Made-in-Canada Hog Price Indicator
Under the direction of the Business Risk Management Committee, a consulting team completed its study exploring the opportunity and feasibility of establishing a Made-in-Canada Hog Price Indicator that better reflects the value of Canadian pigs.
Please click here to read the report.
Explore the opportunity and feasibility of establishing a “Made-in-Canada” hog price based on relevant indicators to better reflect the value of the Canadian carcass.
To determine the value of Canadian pork versus that of major competitors in Canada’s key export markets: United States, Mexico, Japan and China
To identify and quantify the factors that contribute to determining the value of Canadian pork in the four markets
- In most markets, the Canadian origin of pork products does not determine how buyers perceive their value.
- The main factors shaping product value are price, the brand and general quality specifications (ractopamine free for the Chinese market).
- The only market where the Canadian origin constitutes a differentiating factor is the Japanese market, resulting in an observable premium.
- One should note that the impact of the Canadian origin is compounded by the branding effort undertaken by Canadian packers.
- The premium value on the Japanese market is the result of the joint effort of all players across the Canadian pork value chain.
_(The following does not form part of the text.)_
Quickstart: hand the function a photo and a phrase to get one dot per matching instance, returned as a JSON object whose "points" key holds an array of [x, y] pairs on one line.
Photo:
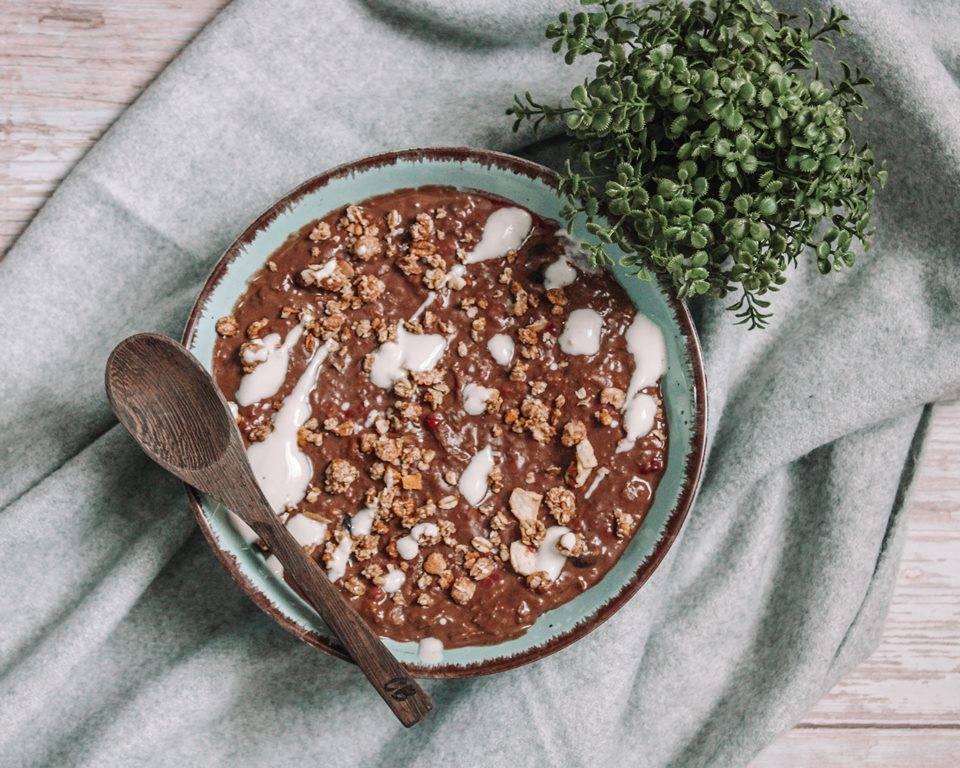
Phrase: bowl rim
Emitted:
{"points": [[692, 471]]}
3. To propose a set of market indicators that could be used to develop a “Made-in-Canada” live hog price based on a carcass cutout
- The business structure of the pork industry has evolved
- Percentage of vertical integration (either corporate-owned or producer-owned) and contract production has increased
- This has resulted in a shrinking cash market for live hogs whose relevance is nowadays somewhat questionable.
- The use of a cutout-based price reference has spread.
- Unfortunately, in Canada, there is no transparency with respect to the value of the pork cutout because of a lack of market information.
- The price discovery process tends to reflect the prevailing business models.
- Going forward, a new model would not be able to be designed single-handedly by one set of actors within the value chain and pretend to maintain its relevance over time.
- Considering the current structure of the Canadian pork industry, a “Made-in-Canada” live hog price reference model should rely on the following market indicators:
- A cutout reference price or a composite price reference-based both on a live hog and cutout-based carcass price reference
- A Canadian premium:
- Recognizing the premium enjoyed by Canadian products in the Japanese markets, eventually weighted by the exposure of the Canadian pork production to the Japanese markets
- Recognizing the effort made by producers to raise hogs without using ractopamine to allow access to diverse markets
- A conversion coefficient:
- Accounting for the exchange rate, as the price reference would be derived from US data
- Correcting for technical equivalency (metric conversion, carcass weight, average carcass index
Price Reference Options
1. Cut-out only reference price
- Value share corresponds to the percentage of the cutout that would be paid to the producer. This percentage would have to be determined
- Completely aligning the price of live hog with the American cutout
- Reducing market volatility
2. Composite Reference Price (weighted average)
- Reference price composed of a live hog reference and a cutout reference, weight to be attributed to each component would have to be determined
3. Composite Reference Price (live hog price with cutout window)
Reference price is based on a live hog reference with a floor and ceiling price based on a share of the cutout reference. This corresponds to the new Quebec Formula.
The value share would have to be determined for the floor and ceiling prices. Those values are respectively 90% and 100% in the Quebec Formula.